Satyam Surges on Nasdaq Despite Reporting $1.8 Million Loss | Internet News

Satyam Surges on Nasdaq Despite Reporting $1.8 Million Loss

Written By
Uday Lal Pai
Uday Lal Pai
Nov 15, 1999
2 minute read

Although India’s first pure Internet stock, Satyam Infoway, hit an all-time high for two consecutive sessions on the Nasdaq, it reported a net loss of $1.8 million (Rupees 7.69 crores) for the second quarter.

Shares of Satyam (SIFY), India’s largest private
ISP, touched a new high of $57.5 before closing at $52 on Friday. This
means that the market cap of SIFY crossed $1 billion.

In heavy trading, the SIFY counter clocked a volume of 1.5 million
shares. However, the rise in the ADS price reflected the general rise of
technology stocks, which continued to soar on the bourses due to fund
buying.

The net loss of Rs 7.69 crore ($1.8 million) during the second quarter compared to a Rs. 4.42 crore ($1.02 million) loss recorded
in the corresponding quarter of the previous year.

The company’s revenues grew by 616 per cent during the second quarter
compared with the corresponding previous year.
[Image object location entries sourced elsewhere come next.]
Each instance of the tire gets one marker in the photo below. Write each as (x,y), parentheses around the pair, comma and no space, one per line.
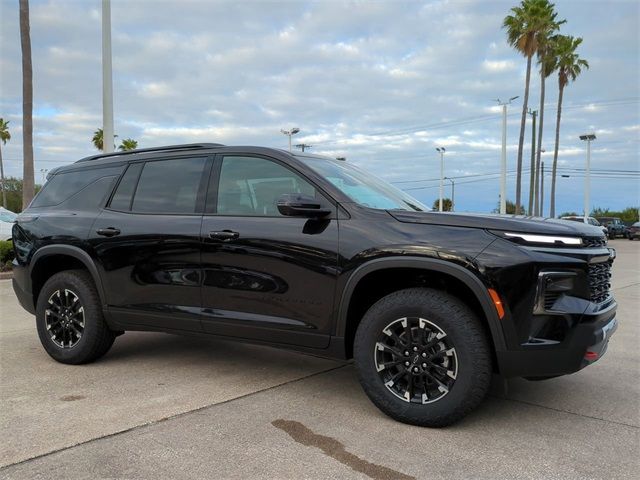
(80,337)
(465,345)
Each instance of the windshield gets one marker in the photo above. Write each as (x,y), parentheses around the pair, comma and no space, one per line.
(362,187)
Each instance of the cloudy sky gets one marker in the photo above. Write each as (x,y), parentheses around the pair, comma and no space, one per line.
(381,82)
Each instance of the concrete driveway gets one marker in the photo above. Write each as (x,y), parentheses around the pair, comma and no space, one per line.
(161,406)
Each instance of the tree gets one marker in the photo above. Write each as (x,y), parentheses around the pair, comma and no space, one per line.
(511,208)
(447,204)
(530,21)
(5,136)
(98,141)
(28,190)
(569,66)
(13,190)
(128,144)
(547,62)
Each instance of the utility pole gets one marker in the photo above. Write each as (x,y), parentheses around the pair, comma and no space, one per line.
(503,172)
(533,113)
(542,189)
(302,146)
(453,193)
(441,151)
(589,137)
(290,133)
(107,80)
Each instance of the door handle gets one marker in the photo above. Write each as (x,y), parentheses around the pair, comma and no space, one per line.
(224,235)
(108,232)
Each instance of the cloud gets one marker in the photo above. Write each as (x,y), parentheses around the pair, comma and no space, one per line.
(379,82)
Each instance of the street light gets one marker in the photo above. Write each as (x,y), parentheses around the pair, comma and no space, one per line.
(503,170)
(290,133)
(441,151)
(453,192)
(588,137)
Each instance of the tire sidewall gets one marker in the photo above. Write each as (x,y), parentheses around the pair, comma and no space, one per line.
(92,315)
(457,329)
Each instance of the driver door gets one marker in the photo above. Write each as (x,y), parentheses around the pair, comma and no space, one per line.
(266,276)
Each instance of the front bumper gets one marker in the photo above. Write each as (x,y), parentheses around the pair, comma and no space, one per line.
(586,343)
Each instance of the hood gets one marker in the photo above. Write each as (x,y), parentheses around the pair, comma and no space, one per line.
(512,223)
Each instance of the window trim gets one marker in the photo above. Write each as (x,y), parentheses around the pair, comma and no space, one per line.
(211,206)
(200,195)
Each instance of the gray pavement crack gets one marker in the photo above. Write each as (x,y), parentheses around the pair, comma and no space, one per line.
(560,410)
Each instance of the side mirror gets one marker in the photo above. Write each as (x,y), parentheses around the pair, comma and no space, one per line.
(300,205)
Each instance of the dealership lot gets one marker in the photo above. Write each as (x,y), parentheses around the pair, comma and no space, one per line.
(161,406)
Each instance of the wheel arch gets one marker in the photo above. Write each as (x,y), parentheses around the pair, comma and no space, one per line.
(46,262)
(456,272)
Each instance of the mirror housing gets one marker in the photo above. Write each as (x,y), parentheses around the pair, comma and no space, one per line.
(300,205)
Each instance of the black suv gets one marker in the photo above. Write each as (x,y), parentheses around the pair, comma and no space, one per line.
(615,226)
(310,253)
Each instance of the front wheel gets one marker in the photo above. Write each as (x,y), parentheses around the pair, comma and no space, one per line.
(423,357)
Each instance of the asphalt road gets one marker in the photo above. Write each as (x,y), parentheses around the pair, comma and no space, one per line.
(162,406)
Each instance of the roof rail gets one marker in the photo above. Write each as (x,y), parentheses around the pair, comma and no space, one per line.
(167,148)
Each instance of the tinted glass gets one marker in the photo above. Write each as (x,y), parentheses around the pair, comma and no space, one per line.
(169,186)
(251,186)
(362,187)
(64,185)
(124,193)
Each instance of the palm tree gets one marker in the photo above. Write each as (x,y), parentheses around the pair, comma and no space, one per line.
(97,139)
(547,62)
(528,22)
(5,136)
(28,180)
(569,66)
(128,144)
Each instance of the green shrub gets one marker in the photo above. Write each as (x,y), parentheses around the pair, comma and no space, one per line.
(6,251)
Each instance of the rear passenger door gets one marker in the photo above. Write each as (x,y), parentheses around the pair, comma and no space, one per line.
(147,241)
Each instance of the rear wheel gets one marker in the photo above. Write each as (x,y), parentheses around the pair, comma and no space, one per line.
(69,318)
(423,357)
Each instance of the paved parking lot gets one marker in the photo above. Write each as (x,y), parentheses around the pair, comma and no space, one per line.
(162,406)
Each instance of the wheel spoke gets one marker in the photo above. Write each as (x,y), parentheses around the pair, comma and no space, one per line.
(430,368)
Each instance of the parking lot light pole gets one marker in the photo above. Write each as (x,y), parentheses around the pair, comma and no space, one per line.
(589,137)
(503,163)
(290,133)
(453,193)
(441,151)
(107,80)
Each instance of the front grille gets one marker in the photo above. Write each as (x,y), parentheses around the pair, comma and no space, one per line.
(599,281)
(592,242)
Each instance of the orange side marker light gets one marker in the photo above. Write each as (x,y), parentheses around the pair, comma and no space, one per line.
(497,303)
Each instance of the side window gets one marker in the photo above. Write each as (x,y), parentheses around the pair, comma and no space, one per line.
(63,186)
(124,193)
(251,186)
(169,186)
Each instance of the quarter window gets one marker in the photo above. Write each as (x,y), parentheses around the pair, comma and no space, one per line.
(169,186)
(250,186)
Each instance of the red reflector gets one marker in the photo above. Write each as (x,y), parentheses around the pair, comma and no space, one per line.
(497,303)
(591,356)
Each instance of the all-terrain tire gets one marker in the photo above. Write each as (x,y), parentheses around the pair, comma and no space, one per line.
(96,339)
(464,332)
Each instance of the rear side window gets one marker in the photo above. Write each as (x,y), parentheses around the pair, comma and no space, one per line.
(66,184)
(169,186)
(124,193)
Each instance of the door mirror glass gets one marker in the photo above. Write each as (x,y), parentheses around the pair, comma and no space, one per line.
(300,205)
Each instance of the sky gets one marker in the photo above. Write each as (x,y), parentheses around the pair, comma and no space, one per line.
(382,83)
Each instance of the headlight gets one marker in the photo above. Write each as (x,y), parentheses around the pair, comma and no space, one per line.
(530,238)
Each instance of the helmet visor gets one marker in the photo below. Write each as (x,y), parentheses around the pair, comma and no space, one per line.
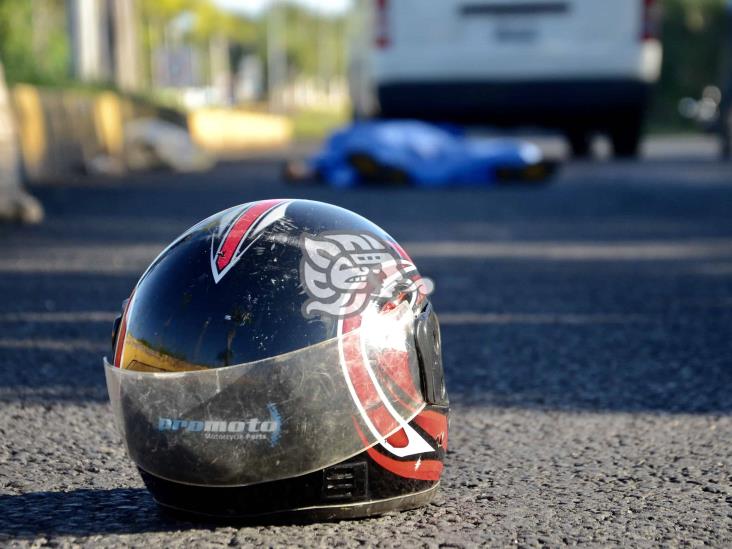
(274,418)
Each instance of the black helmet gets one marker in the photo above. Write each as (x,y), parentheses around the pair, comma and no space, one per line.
(282,356)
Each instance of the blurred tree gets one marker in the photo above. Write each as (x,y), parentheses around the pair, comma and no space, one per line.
(33,41)
(693,37)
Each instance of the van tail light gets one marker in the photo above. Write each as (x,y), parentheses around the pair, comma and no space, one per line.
(651,20)
(381,27)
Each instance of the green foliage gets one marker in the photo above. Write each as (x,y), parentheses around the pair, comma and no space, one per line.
(693,42)
(33,41)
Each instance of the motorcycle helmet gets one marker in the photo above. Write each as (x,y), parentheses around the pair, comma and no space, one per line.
(282,356)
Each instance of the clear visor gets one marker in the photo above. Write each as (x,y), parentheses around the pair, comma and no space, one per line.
(278,417)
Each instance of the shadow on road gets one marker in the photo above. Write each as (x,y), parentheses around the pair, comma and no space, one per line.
(83,512)
(674,359)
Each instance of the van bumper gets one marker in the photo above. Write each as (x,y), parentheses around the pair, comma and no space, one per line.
(594,103)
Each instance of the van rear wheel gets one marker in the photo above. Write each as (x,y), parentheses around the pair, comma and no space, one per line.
(626,138)
(580,143)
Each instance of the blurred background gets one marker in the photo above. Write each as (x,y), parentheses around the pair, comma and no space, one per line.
(238,76)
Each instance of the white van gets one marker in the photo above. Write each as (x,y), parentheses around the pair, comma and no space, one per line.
(580,66)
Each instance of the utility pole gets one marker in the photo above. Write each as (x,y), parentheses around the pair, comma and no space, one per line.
(90,45)
(127,55)
(276,60)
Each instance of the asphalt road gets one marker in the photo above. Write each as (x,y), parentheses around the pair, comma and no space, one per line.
(587,344)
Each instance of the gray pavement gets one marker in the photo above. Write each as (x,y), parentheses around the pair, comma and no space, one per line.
(587,344)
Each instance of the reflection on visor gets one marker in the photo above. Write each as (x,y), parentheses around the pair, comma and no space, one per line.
(274,418)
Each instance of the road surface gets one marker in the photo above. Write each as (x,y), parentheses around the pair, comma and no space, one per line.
(587,341)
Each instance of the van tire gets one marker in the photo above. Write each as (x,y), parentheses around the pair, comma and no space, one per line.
(580,143)
(626,138)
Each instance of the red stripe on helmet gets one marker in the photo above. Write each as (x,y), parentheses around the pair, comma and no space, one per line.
(239,230)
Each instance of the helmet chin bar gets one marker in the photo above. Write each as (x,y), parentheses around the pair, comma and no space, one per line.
(356,488)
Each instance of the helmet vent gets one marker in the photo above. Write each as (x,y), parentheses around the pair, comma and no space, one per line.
(346,481)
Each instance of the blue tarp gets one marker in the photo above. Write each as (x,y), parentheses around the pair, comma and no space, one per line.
(421,154)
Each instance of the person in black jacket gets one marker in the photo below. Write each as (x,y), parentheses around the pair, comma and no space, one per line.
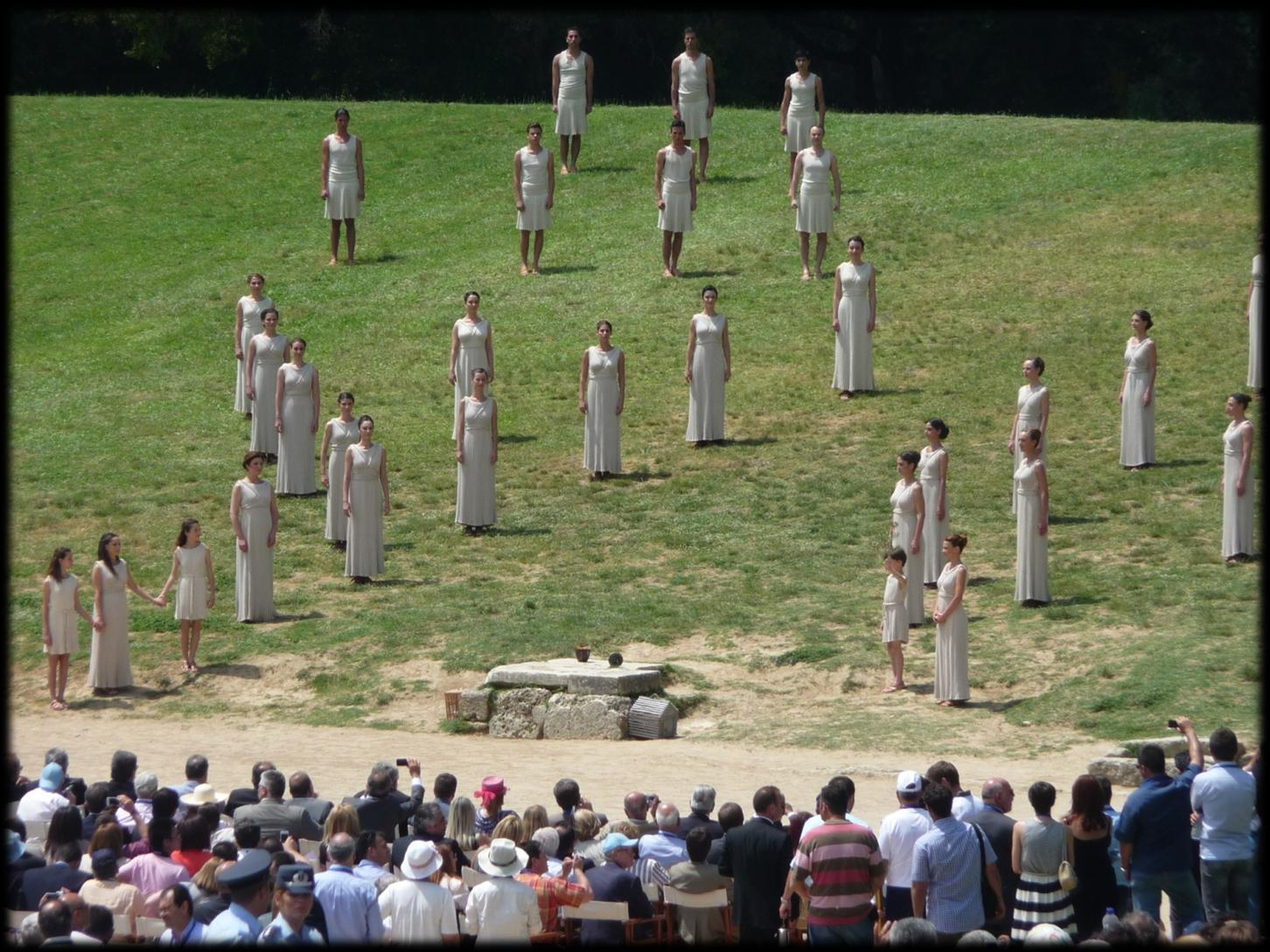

Total revenue for the
second quarter of the current fiscal were Rs 12.74 crore ($2.9 million)
compared with Rs 1.78 cr ($0.41 million) in the corresponding quarter of
the previous year.

The company’s Internet access revenues continued to grow and accounted
for Rs 7.09 crore ($1.65 million), representing 55.6 per cent of the total sales of the company in the second quarter. Company sources said it had about 87,000 consumer-level Internet subscribers at the end of September. The firm reached 100,000 customers on November 11.

SIFY’s
network currently serves 28 cities throughout India, with many more
cities due to be wired soon.

The second results do not include the results of the company’s initial
public offering (IPO) which was completed in October. The IPO resulted in
net proceeds of approximately $80.4 million, net of underwriting
discounts and offering expenses. The proceeds from the IPO are intended
to fund network infrastructure expansion and develop content for Satyam
Online’s portal business, as well as advertising and promotion of the
brand.

Market analysts feel that Satyam is likely to face stiff competition from
state-controlled Videsh Sanchar Nigam Limited, the
largest ISP in India, and other major private players like
MantraOnline, Dishnet who are also
aiming to reach the top private ISP slot in India.